A comunidade venezuelana em Goiânia, liderada pelo empresário Carlos Coraspe, reuniu seis toneladas de doações para enviar às vítimas dos terremotos que atingiram a Venezuela em 24 de junho. No entanto, o grupo enfrenta desafios logísticos para transportar os mantimentos ao Rio de Janeiro, de onde a Força Aérea Brasileira realiza o traslado aéreo com o auxílio de ONGs parceiras.
Desafios logísticos
Inicialmente, contatos foram feitos com os Correios e a Polícia Rodoviária Federal (PRF) para viabilizar o transporte, mas as restrições impostas pela legislação eleitoral impediram a participação de órgãos públicos. Assim, a campanha busca apoio da iniciativa privada e de empresas de transporte para concluir essa etapa crucial.
Como ajudar
Segundo Carlos, o foco atual é encontrar empresas ou instituições que possam realizar o transporte, seja total ou parcial. Ele destaca que a divulgação da campanha nas redes sociais e a indicação de possíveis parceiros logísticos são fundamentais. Interessados podem obter mais informações pelo telefone (62) 98205-5232.

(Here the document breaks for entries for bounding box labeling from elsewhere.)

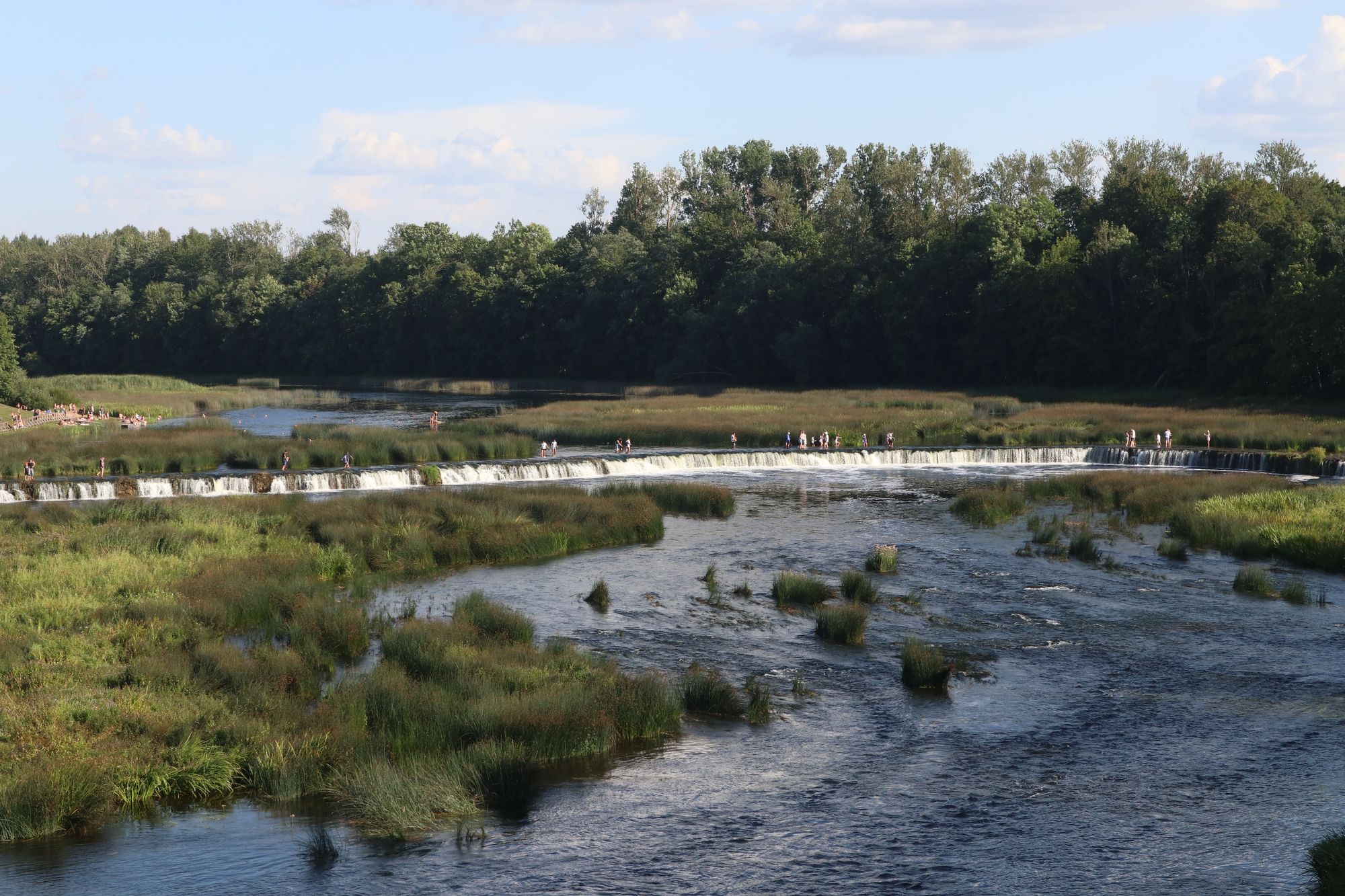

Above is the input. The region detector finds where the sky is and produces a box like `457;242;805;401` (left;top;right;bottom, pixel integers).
0;0;1345;249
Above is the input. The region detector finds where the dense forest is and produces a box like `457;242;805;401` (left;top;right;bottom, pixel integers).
0;138;1345;395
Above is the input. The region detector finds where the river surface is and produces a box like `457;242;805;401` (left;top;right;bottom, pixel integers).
0;467;1345;893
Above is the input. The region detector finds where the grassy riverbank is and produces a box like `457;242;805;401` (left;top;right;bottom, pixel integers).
951;471;1345;572
0;418;534;479
0;487;737;840
476;389;1345;454
32;374;342;419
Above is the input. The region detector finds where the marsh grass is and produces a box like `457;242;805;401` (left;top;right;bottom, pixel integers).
950;482;1028;528
0;487;716;840
816;603;869;647
863;545;897;573
841;569;878;604
901;637;952;689
771;572;837;607
1307;830;1345;896
682;663;748;719
1158;538;1190;560
1233;567;1275;598
584;579;612;614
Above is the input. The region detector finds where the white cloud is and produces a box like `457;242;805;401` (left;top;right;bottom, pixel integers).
422;0;1279;54
1194;15;1345;161
59;112;233;164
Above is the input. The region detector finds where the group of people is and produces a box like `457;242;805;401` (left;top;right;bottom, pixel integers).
1120;429;1213;451
9;402;110;429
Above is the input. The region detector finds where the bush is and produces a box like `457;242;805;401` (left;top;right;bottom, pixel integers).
818;603;869;646
771;572;837;607
863;545;897;572
682;663;746;719
1233;565;1275;598
1158;538;1188;560
841;569;878;604
584;579;612;614
901;638;952;688
1307;830;1345;896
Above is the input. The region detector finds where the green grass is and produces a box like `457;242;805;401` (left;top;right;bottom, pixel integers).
1158;538;1190;560
901;637;952;689
682;663;748;719
863;545;897;573
950;483;1028;528
1307;830;1345;896
841;569;878;604
771;572;837;607
1171;486;1345;572
1233;567;1275;598
816;603;869;647
0;487;721;840
584;579;612;614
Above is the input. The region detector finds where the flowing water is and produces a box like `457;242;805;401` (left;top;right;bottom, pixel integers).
0;464;1345;893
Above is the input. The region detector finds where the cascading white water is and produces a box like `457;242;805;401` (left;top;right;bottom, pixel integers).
438;448;1089;486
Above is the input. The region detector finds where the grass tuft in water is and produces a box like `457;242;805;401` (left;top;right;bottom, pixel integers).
863;545;897;572
1307;830;1345;896
682;663;746;719
816;603;869;646
299;826;340;868
771;572;837;607
950;482;1028;528
901;637;952;688
1158;538;1190;560
1233;565;1275;598
841;569;878;604
584;579;612;614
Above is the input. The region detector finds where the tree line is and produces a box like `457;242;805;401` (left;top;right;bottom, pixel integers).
0;138;1345;395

Durante a campanha, pontos de coleta foram estabelecidos em Goiânia e outras cidades de Goiás, como Aparecida de Goiânia, Senador Canedo, Campo Limpo de Goiás, Jataí e Anápolis. As doações incluem alimentos, água, medicamentos, materiais de primeiros socorros, produtos de higiene, roupas, calçados e cobertores.
Próximos passos
Uma vez resolvida a questão logística, Carlos planeja lançar uma nova campanha para arrecadação financeira, visando agilizar a ajuda humanitária e reduzir desafios logísticos futuros. O objetivo é garantir que a generosidade dos goianos chegue às famílias venezuelanas afetadas pela tragédia, que resultou em 4.333 mortes e quase 17 mil deslocados.